È GUERRA TRA RAPPER: FEDEZ (E J-AX) CONTRO MARRACASH E GUÉ PEQUENO

A Fedez non vanno giù i commenti di Marra-Gué: frustrati, dovete sempre parlare di noi. La replica: «Al nano con la sindrome di Napoleone è partita la nave sui social»

fedez-j-ax-gue-pequeno-marracash-vorrei-maUn fight club a colpi di parole e parolacce, di rime poco poetiche, di metafore a senso unico, la gara a chi ha l’ego più grosso. Doppio scontro sul ring: da una parte i pesi massimi J-Ax e Fedez, dall’altra Marracash e Gué Pequeno. Insomma il gotha del rap italiano. All’appello, o meglio allo scontro, mancano Fibra, Emis Killa e Salmo, ma la rissa verbale tra quattro dei pistoleri più ascoltati è degna di un film di Sergio Leone con l’hip hop al posto di Morricone. J-Ax e Fedez hanno spaccato la scorsa estate con «Vorrei ma non posto», un tema — il prevalere della vita social su quella real — che Marracash e Gué Pequeno hanno messo in rima in «Insta Lova». Ma al di là del comune giudizio sulla società dell’immagine (di cui sono fustigatori e vittime) non si sopportano. Ruggini sempre vive, livori sempre lividi, parole impresse a fuoco, come i tatuaggi di cui sono pieni tutti e quattro (a esporli ci si tappezzerebbe una via).
Il primo colpo è del duo Marracash e Gué Pequeno (intervistati proprio sabato dal Corriere). Quando si parla di confronti, Marra punge i «Comunisti col Rolex» (il prossimo album del duo Fedez-Ax ispirato all’accusa rivolta a chi arriva al successo e ai soldi dai centri sociali): «Non sono rapportabili a noi. Basta guardare alle rime e agli artisti con cui collaborano per capire che sono una forma di pop che si maschera da rap. Fedez è una macchina da guerra del business, glielo riconosco, ma il mio fare musica ha altri obiettivi». Gué non era stato meno tenero: «Non è un delitto fare soldi, ma io lo dico chiaramente. Non voglio essere un politico, un attivista sociale o altro. Se invece hai la piscosi che ti fa vivere per il clic, sui social finisci col dire tutto e il contrario di tutto, preghi per Aleppo, preghi per i terremotati quando in realtà preghi per i soldi».

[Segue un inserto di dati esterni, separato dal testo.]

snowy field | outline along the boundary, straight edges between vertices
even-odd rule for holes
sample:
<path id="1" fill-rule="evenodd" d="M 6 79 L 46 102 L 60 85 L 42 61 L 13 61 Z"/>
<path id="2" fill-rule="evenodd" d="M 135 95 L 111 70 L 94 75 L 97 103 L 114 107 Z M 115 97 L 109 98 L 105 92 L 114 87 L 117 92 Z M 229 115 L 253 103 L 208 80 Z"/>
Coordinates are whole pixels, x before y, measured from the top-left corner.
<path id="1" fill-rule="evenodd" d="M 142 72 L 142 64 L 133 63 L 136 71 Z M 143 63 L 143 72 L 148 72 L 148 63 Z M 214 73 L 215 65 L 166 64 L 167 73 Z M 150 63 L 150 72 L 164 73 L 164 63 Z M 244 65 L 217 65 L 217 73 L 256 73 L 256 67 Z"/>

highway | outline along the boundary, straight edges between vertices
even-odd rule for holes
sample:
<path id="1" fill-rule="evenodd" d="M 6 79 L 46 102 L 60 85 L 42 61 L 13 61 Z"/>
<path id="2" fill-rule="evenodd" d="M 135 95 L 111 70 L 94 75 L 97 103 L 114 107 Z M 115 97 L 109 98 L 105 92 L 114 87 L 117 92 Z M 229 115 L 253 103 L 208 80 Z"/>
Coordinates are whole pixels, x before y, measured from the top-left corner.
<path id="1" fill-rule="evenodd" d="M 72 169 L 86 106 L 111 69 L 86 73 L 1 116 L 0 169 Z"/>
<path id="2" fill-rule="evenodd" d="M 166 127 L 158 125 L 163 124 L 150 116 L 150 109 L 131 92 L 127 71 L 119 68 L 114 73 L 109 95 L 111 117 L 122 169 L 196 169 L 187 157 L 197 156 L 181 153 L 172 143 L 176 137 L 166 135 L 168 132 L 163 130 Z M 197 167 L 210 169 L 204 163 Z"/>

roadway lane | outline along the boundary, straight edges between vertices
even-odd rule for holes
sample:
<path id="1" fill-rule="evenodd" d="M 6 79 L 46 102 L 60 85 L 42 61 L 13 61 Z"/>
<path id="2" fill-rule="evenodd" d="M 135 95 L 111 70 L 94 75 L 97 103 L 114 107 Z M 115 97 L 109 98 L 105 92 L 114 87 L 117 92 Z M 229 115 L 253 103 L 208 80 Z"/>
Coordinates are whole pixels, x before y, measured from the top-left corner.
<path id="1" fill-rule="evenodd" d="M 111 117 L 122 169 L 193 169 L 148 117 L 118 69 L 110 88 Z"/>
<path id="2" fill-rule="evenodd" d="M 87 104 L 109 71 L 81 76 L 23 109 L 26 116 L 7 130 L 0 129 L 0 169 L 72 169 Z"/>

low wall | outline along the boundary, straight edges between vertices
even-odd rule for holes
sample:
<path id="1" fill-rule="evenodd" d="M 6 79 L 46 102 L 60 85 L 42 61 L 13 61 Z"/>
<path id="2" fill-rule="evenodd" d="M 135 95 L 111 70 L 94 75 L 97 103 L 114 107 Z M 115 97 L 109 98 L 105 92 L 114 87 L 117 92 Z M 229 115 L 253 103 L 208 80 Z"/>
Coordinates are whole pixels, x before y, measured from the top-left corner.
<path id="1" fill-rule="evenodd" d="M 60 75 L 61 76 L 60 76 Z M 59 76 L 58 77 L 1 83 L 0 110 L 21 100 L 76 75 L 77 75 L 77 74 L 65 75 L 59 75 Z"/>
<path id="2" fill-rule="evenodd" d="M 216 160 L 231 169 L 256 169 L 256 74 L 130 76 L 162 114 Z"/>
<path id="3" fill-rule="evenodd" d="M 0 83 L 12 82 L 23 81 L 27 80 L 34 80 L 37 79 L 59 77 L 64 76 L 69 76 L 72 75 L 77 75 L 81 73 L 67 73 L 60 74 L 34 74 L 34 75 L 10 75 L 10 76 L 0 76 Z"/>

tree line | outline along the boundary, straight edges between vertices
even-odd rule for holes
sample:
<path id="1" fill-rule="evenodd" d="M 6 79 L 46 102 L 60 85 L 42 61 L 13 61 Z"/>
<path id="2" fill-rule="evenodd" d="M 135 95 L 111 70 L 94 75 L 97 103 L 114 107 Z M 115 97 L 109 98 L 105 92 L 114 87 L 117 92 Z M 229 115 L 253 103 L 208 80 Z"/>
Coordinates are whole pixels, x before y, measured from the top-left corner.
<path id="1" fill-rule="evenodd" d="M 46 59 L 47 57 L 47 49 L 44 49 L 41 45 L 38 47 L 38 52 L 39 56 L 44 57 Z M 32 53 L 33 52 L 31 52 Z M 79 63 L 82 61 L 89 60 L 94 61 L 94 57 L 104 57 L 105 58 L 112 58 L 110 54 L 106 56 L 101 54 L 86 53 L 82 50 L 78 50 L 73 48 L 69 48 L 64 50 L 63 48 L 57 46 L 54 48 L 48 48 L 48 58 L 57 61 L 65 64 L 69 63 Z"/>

L’intervista va in edicola, la replica arriva in rete. Fedez posta un video su Instagram. Il linguaggio è da strada, qui lo renderemo da salotto: «Dev’essere frustrante fare le interviste ed essere costretti a pronunciare sempre il nostro nome perché se no non vi filano (il verbo è un altro, ndr)». Quindi racconta di un duello western, un faccia a faccia tra i due: Fedez sfida Marra, che avrebbe abbassato lo sguardo. Chiude con la gara dei numeri: «Il nostro tour ha già venduto più di 100 mila biglietti e non è ancora uscito il disco, la terza data del Forum è quasi sold out e ne apriremo una quarta». L’immagine finale è un classico, sventola il dito medio e commenta: «Fa male, vero?».
Le lancette non fanno nemmeno un giro di Rolex che arriva la controreplica. Appena sveglio, felpa militare, tazzina di caffé in mano ad attenuare i postumi dell’hangover (parole sue), Marracash attacca: «A quanto pare al nano con la sindrome di Napoleone è partita la nave sui social, ha inventato un bel po’ di storie. Anzitutto come parli oh, sembri il Cummenda. In secondo luogo, tu mi hai visto e io ho abbassato lo sguardo… ma dove? Ti stai inventando una fandonia (sarebbe stato quasi un colpo di genio usare questo sostantivo, ma ovviamente non l’ha fatto, ndr). Sei l’unico babbo della storia dell’umanità che va alle sfilate con il bodyguard». Stoccata finale dall’alto dei suoi 189 centimetri contro i 174 di Fedez: «Al massimo io abbasso lo sguardo perché mi arrivi al… » e segue la comunissima parola nazionalpopolare con due zeta. Altro giro di lancette, il tempo di assorbire il fuso di Santo Domingo e arriva Gué Pequeno su uno sfondo da far invidia. Imita Fedez e ne fa una caricatura esagerata: «Abbiamo venduto 300 milioni di biglietti, faremo un tour su Marte, il nostro disco è il numero uno dei numeri uno, presto sarò presidente della Repubblica… Ma vai a ca…». (Non era casa).